Dalam kesempatan itu ia menegaskan konsep Trisakti Bung Karno masih sangat relevan, bagaimana kita berdaulat di bidang politik, berdikari secara ekonomi dan industri diatas kaki sendiri tidak mengandalkan asing (impor), dan berkepribadian dengan budaya sendiri.

"Kuncinya di penguasaan teknologi dan kualitas SDM yang unggul. Sayangnya walaupun anggaran pendidikan besar 10 persen, 60; persennya untuk gaji pegawai. Baik kementerian, Pemda provinsi dst," katanya.

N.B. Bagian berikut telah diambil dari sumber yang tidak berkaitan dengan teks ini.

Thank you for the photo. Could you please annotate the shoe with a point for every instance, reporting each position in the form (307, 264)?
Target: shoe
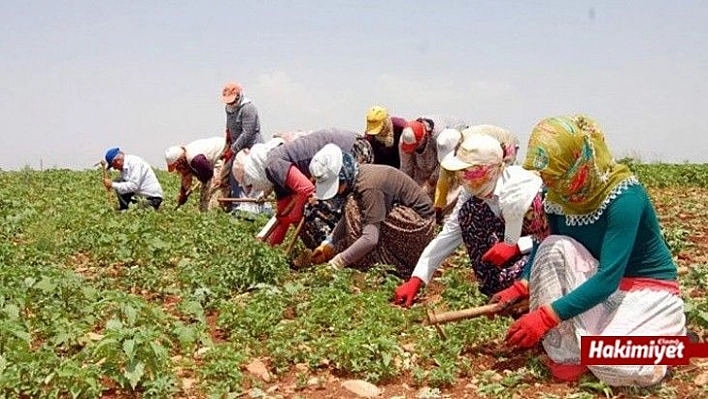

Dosen Kehormatan Mokpo National University Korea Selatan itu membandingkan, misalnya perguruan tinggi terbaik di Indonesia ada 5 terdiri UI, IPB, ITB, Gajah Mada dan Unair. Sedangkan Universitas Indonesia (UI) juara satu di Indonesia, di dunia menempati peringkat ke-206. Sementara Singapura untuk dunia ranking 12, Malaysia ranking 60. Menurutnya, salah satu penyebab utamanya adalah dibiaya. Pembiayaan permahasiswa di Singapura 210 juta per semester, di Indonesia hanya 30 kita.

"Pembiayaan jomplang sekali," tandasnya.

"Kami mendorong bapak Prabowo memperbaiki sumber daya manusia dari 3 sektor. Pertama, sektor kesehatan, kedua pendidikan, ketiga riset & development. Selanjutnya pelatihan dan penyuluhan. BLK harus difungsikan jangan jadi museum, harus dibangkitkan teknologinya, pelatihnya, yang relevan dengan potensi nasional dan market dunia," imbuhnya. Yang terpenting, tegasnya, soal mentalitas melalui pendidikan agama.